INVESTING FOR THE FUTURE: CAN OPERATING AS A “TRADE OR BUSINESS” REDUCE TAXABLE INCOME?
Prior to the 2017 Tax Cuts and Jobs Act (Act), individual taxpayers were able to reduce their taxable income by deducting various investment-related expenses as miscellaneous itemized deductions. The Act suspended miscellaneous itemized deductions beginning in 2018 through January 1, 2026. As a result, investment advisory fees and other expenses incurred for the production or collection of income are no longer deductible by individual taxpayers. The new tax law is a particularly unwelcome development for high-net-worth clients with a family office, as the costs incurred by these operations are often substantial.
However, expenses incurred by a taxpayer engaged in a “trade or business” are not considered miscellaneous itemized deductions and therefore remain available to reduce taxable income. With the continuing deductibility of trade or business expenses and the suspended deduction for investment expenses, characterizing the family office as a “trade or business” has become a valuable distinction. Unfortunately there is no clear definition of what constitutes a trade or business. Rather, whether a taxpayer is engaged in a trade or business or merely an investment activity is based on all the facts and circumstances, and there had been very little guidance in the family office context until the Tax Court issued its December 3, 2017 decision in Lender Management v. Commissioner (Lender).
Lender addresses the distinction between investment activities and trade or business activities in the context of a family office. The US Tax Court found that Lender Management LLC (Lender LLC), a family office providing management services to three separate investment entities owned by various members of the Lender family, was not an investor, but rather was actively engaged in a trade or business. The US Tax Court found that Lender LLC provided investment management services for the benefit of its clients, rather than for its own enrichment. This distinction is key in separating personal investment activity from a trade or business.

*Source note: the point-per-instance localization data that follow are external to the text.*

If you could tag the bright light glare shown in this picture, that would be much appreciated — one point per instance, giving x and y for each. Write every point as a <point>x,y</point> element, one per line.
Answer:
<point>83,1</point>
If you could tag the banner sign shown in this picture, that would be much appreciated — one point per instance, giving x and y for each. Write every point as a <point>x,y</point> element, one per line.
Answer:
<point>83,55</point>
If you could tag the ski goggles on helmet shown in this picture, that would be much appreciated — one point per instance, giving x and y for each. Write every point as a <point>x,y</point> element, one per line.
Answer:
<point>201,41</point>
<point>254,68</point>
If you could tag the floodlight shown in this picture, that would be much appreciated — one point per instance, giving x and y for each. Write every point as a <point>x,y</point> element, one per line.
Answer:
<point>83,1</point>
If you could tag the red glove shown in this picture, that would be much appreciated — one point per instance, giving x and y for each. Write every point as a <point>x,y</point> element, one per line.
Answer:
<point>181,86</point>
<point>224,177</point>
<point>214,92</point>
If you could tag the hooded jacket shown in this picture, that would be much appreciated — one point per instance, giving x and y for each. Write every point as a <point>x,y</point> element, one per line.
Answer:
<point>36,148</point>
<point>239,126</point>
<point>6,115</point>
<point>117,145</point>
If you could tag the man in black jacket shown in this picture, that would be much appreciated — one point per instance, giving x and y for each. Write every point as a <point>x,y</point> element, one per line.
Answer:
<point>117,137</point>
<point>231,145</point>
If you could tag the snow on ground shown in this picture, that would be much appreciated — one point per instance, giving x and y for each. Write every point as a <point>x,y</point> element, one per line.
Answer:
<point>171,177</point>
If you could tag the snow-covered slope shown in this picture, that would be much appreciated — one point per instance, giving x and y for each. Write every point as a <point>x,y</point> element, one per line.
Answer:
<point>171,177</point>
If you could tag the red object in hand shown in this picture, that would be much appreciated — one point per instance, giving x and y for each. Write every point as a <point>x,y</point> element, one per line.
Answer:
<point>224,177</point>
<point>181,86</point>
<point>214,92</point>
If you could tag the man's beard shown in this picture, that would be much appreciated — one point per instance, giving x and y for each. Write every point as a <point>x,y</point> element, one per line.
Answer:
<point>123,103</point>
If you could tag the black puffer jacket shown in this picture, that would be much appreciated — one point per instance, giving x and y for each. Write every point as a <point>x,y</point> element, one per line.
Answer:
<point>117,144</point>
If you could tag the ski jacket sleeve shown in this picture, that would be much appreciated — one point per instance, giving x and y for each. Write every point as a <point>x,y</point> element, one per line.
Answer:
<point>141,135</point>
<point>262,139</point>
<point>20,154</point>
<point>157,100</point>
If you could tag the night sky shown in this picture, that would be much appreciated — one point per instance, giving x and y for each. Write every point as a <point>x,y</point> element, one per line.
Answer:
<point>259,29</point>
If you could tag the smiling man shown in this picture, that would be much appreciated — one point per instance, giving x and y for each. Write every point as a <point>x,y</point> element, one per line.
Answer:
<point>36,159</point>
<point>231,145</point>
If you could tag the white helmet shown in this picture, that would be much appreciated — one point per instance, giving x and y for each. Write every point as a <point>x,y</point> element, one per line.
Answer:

In deciding that Lender LLC was engaged in a trade or business, the US Tax Court noted that Lender LLC received a carried interest as compensation for its services, beyond the return on its own investments. The Tax Court’s decision also focused on the fact that Lender LLC had multiple employees, both full- and part-time, that researched investment opportunities, negotiated and executed new investments, monitored existing positions, and worked with individual investment entity members providing one-on-one investment advisory and financial planning services to address such members’ specific needs. The US Tax Court found that the breadth of services Lender LLC provided to its clients was analogous to the services hedge fund managers provide to their clients, and that such services went far beyond those of a personal investor.
Considering the suspension of miscellaneous itemized deductions, Lender provides a road map for family offices to consider in establishing a new or restructuring an existing operation. Many family offices already engage in some of the activities favorably cited by the US Tax Court in Lender, and others may need to reevaluate their particular structure in light of this recent decision.